Abstract

The wide-ranging benefits visual imagery can bring to music performers have been extensively acknowledged throughout the literature (Clark et al., 2012; Connolly & Williamon, 2004). Although these works advance our knowledge of imagery, this phenomenon remains a complex one to pin down: even when focusing on the visual modality alone, several types of visual mental imagery are encountered. Taruffi and Küssner (2019) propose a more nuanced understanding of music listeners’ experiences of visual imagery, building on Christoff et al.’s (2016) conceptual framework to account for several typologies of visual mental images that vary in their degree of automatic and deliberate constraints.
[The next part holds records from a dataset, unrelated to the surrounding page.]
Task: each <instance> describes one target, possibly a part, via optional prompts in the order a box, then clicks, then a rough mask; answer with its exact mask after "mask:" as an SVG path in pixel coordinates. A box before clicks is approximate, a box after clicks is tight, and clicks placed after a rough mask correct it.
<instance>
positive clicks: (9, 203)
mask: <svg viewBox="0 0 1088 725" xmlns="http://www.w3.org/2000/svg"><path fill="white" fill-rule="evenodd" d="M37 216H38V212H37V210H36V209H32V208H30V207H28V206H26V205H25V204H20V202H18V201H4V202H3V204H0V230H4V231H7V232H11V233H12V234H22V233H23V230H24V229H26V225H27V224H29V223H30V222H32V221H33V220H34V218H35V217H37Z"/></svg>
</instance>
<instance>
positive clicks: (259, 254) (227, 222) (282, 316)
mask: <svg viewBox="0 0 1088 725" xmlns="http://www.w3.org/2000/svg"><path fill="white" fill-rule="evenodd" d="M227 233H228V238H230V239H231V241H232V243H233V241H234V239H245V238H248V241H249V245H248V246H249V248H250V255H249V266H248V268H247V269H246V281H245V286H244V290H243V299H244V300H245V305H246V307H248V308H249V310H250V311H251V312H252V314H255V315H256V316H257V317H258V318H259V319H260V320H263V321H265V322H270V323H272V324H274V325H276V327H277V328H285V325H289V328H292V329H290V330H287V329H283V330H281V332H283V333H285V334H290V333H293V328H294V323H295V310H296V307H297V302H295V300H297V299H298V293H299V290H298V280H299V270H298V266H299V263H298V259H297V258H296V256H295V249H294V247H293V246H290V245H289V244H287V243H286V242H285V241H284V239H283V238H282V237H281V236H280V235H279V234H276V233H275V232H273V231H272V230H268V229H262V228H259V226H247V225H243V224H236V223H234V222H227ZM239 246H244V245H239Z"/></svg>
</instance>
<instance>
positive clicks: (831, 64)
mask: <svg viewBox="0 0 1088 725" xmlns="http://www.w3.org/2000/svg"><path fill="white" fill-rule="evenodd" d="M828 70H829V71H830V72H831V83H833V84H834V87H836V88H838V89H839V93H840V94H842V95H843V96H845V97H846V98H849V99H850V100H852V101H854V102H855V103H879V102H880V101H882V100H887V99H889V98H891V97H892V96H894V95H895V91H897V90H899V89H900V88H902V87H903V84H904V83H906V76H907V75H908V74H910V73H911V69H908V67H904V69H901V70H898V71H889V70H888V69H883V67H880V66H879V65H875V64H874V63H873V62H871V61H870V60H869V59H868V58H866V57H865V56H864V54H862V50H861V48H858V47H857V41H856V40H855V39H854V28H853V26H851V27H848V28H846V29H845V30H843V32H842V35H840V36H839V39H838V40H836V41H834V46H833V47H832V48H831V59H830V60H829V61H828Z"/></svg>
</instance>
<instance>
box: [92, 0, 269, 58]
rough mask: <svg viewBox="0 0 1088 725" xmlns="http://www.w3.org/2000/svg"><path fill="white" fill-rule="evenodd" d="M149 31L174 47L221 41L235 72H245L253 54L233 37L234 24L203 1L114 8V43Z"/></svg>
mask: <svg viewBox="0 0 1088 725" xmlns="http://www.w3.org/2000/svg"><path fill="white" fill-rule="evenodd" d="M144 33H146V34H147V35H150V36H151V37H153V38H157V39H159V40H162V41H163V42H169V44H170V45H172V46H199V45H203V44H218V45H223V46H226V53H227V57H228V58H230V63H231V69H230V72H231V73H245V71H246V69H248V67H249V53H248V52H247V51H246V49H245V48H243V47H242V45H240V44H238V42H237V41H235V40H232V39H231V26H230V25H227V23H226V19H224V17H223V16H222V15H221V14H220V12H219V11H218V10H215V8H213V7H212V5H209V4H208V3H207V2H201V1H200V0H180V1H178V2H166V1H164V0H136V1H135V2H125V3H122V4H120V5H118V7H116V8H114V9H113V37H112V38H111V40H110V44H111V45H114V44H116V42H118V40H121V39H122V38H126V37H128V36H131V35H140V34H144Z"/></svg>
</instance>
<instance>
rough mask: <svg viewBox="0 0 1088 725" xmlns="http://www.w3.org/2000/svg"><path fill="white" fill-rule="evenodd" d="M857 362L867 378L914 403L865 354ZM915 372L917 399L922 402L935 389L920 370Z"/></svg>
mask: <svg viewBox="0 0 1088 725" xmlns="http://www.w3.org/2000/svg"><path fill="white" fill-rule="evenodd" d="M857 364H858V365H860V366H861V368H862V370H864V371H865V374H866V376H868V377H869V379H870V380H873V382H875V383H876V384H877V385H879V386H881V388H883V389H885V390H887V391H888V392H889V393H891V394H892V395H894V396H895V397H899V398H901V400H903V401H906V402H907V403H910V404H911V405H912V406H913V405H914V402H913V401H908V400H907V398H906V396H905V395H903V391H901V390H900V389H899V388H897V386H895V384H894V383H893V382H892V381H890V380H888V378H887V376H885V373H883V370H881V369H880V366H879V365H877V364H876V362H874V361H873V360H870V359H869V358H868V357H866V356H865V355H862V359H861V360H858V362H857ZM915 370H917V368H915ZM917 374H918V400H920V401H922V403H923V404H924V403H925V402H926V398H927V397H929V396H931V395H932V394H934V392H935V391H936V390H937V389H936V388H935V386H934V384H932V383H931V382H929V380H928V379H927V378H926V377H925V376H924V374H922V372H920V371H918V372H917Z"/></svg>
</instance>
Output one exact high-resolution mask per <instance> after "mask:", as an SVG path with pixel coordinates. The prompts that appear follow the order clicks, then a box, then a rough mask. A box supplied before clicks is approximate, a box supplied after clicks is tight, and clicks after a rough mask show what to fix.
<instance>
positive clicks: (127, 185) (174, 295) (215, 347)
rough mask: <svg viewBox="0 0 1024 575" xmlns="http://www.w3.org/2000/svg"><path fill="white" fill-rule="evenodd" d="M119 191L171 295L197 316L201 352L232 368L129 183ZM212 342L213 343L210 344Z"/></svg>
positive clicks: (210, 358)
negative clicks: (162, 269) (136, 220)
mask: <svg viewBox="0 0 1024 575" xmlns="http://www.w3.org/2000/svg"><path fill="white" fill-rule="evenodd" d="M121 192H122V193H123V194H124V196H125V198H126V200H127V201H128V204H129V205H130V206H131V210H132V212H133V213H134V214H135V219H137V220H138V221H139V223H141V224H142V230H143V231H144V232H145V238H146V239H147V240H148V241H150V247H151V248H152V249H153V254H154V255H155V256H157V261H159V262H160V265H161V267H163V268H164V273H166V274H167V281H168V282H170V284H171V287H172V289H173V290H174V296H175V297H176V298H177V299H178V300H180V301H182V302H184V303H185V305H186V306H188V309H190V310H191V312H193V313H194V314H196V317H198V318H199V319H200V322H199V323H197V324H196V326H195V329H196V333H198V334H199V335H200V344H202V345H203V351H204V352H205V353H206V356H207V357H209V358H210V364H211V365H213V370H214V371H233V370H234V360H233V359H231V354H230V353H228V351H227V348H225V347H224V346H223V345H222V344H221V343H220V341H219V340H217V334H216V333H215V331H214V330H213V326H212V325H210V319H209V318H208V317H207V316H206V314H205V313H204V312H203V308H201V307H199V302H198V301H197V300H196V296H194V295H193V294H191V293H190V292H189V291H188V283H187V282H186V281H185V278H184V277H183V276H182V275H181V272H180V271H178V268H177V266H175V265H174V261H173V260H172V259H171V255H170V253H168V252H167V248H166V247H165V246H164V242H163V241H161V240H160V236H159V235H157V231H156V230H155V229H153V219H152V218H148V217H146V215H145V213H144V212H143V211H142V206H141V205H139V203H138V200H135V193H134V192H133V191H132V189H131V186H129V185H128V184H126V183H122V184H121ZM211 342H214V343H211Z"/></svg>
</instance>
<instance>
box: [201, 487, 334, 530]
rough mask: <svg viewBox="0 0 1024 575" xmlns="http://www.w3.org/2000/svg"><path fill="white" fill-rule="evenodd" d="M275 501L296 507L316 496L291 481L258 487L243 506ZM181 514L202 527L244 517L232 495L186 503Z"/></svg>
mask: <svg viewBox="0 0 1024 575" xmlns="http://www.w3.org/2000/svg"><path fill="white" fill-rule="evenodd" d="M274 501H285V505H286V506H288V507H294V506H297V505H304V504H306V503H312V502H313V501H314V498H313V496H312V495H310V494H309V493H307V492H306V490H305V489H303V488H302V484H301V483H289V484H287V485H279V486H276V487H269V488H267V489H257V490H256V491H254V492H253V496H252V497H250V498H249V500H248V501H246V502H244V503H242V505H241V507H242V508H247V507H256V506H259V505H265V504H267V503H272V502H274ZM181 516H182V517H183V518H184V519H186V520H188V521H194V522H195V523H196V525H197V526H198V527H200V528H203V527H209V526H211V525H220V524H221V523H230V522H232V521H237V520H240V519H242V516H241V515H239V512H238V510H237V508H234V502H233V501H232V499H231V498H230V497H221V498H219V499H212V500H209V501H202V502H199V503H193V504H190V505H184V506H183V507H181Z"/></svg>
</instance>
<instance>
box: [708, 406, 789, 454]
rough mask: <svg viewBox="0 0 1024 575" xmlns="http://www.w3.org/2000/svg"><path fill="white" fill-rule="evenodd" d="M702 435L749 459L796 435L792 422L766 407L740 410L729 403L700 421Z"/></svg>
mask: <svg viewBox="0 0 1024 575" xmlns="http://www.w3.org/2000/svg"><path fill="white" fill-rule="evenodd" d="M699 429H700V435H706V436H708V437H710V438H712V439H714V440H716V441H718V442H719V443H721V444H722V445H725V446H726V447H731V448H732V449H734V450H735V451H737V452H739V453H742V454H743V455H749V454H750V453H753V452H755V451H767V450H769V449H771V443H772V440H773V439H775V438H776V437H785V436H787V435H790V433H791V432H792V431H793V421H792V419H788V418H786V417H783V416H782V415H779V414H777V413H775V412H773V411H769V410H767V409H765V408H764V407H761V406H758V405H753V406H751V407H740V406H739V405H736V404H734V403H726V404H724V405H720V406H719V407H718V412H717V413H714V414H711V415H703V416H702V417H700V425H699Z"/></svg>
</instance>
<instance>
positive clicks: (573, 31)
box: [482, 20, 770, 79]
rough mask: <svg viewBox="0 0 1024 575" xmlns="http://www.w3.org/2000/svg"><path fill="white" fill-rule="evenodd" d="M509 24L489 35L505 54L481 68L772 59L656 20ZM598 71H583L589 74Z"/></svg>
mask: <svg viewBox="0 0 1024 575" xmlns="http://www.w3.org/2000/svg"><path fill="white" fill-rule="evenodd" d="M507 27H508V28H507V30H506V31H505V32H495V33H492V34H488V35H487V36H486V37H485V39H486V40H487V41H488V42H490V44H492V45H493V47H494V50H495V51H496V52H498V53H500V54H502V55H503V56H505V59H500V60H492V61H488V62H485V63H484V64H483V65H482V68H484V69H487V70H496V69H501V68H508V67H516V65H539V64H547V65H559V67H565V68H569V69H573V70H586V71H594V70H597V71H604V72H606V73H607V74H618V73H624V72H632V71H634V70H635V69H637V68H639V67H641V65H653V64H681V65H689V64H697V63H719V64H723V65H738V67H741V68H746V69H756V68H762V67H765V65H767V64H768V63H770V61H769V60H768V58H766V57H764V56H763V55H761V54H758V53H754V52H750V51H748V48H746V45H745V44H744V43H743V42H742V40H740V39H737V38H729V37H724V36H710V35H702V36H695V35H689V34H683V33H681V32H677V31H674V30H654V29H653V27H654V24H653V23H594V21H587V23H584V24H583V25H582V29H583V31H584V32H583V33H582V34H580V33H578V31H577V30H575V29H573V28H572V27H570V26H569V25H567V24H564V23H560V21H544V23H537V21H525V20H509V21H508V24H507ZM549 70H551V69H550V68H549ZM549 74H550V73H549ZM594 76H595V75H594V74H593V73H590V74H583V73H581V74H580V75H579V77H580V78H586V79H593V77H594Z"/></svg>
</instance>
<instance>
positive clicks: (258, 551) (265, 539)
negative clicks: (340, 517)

The aim of the present chapter is to adapt aspects of Taruffi and Küssner’s (2019) framework to describe a typology of (but not limited to) visual imagery in music performance. In the first part of this chapter, the author reviews selected literature through the lens of Taruffi and Küssner’s framework and develops three broad categories for music performers’ uses or experiences of visual imagery: spontaneous, heuristic, and strategic. In the second part, these categories are discussed in relation to extracts of qualitative data drawn from the author’s personal accounts as a pianist, as well as a brief piano-duet case study. Overall, visual imagery can be a powerful and versatile tool available to performers.